Mas o pior está por vir. Vencidos pelo cansaço, a vizinhança consegue cochilar, porém, às quatro da manhã, ao término da festança, o caos assume seu ponto alto. O trânsito evolui para a categoria “infernal”. Buzinas, freadas, arrancadas, carros trafegando em contra-mão, retornos proibidos, pequenas batidas e acidentes montam o quadro. Funcionários da prefeitura, soprando apitos de fazer inveja aos mestres de bateria das melhores escolas de samba do Rio, entram em cena na tentativa de organizar o fluxo. Bombeiros, policiais e ambulâncias, para vencer o engarrafamento, não poupam os decibéis de suas sirenes. A turma da limpeza urbana, em ação de pronto atendimento, recolhe ruidosamente a massa de lixo que se deposita na região. O público ainda excitado pelo show deixa o local cantando, obrigando os ambulantes a gritar ainda mais alto para vencer toda a massa sonora, na tentativa de vender uma latinha a mais. Algumas garrafas são quebradas, muitas latas arremessadas e os rapazes, em uma espécie de ritual canino, urinam nos muros, postes e árvores que se apresentam em seus caminhos. Por volta das cinco, quando acredita-se que tudo terminou, uma sinfonia de carrinhos-de-rolimã dos ambulantes em retirada, anuncia que o amanhecer está próximo.

Nesse momento, impossibilitado de enxergar um acordo racional, insone penso: onde estará dormindo John Locke? Li que ele costumava dizer que os cidadãos possuem direitos pessoais e invioláveis diante dos quais qualquer poder tem a obrigação de parar, mesmo o poder legítimo. Onde estão o direito ao silêncio e o direito ao descanso?

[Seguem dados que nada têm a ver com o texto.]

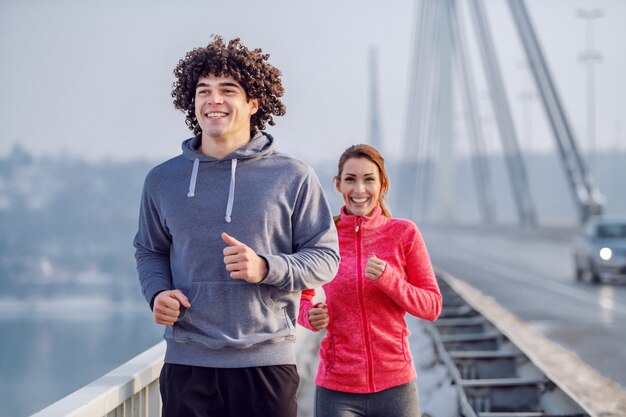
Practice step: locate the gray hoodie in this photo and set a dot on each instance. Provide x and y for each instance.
(268, 200)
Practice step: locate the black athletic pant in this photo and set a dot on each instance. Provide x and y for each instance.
(194, 391)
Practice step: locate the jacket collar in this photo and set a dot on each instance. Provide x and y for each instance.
(371, 222)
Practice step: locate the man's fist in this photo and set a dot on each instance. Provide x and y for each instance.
(166, 308)
(242, 262)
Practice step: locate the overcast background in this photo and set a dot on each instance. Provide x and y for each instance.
(92, 79)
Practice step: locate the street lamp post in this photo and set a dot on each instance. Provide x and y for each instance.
(590, 57)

Logo em seguida considero: milhares estão felizes, cidadãos, flanelinhas, ambulantes, empresários, fornecedores, patrocinadores, artistas e músicos, enquanto uma incompleta centena de vizinhos se inquieta. Seria essa, na prática, a lógica utilitarista? O saldo racional positivo entre a quantidade de felicidade para o maior número de pessoas, a longo prazo. E que prazo será esse? Até as cinco da manhã ou pelos próximos meses até o pico do verão?

Recentemente recebi um e-mail de um órgão da prefeitura em resposta a uma reclamação: “Embora tenhamos encaminhado suas solicitações para os órgãos competentes, porém sem tempo de atuarem, nos deixa tranqüilo o fato do evento já ter terminado. Compreendemos e somos solidários aos momentos difíceis que você passou.” Solidarizado, estou aqui novamente.

Não defendo o fim das festas da nossa Cidade Maravilhosa e sim a eliminação dos seus impactos negativos. Acreditando no respeito mútuo e na igualdade de condições entre cidadãos, quero crer poder haver um debate “rawlsiano” - democrático e justo - entre empresários, autoridades e associação de bairros, no sentido de um diálogo cooperativo com fins de respeito, ganhos mútuos e imparcialidade.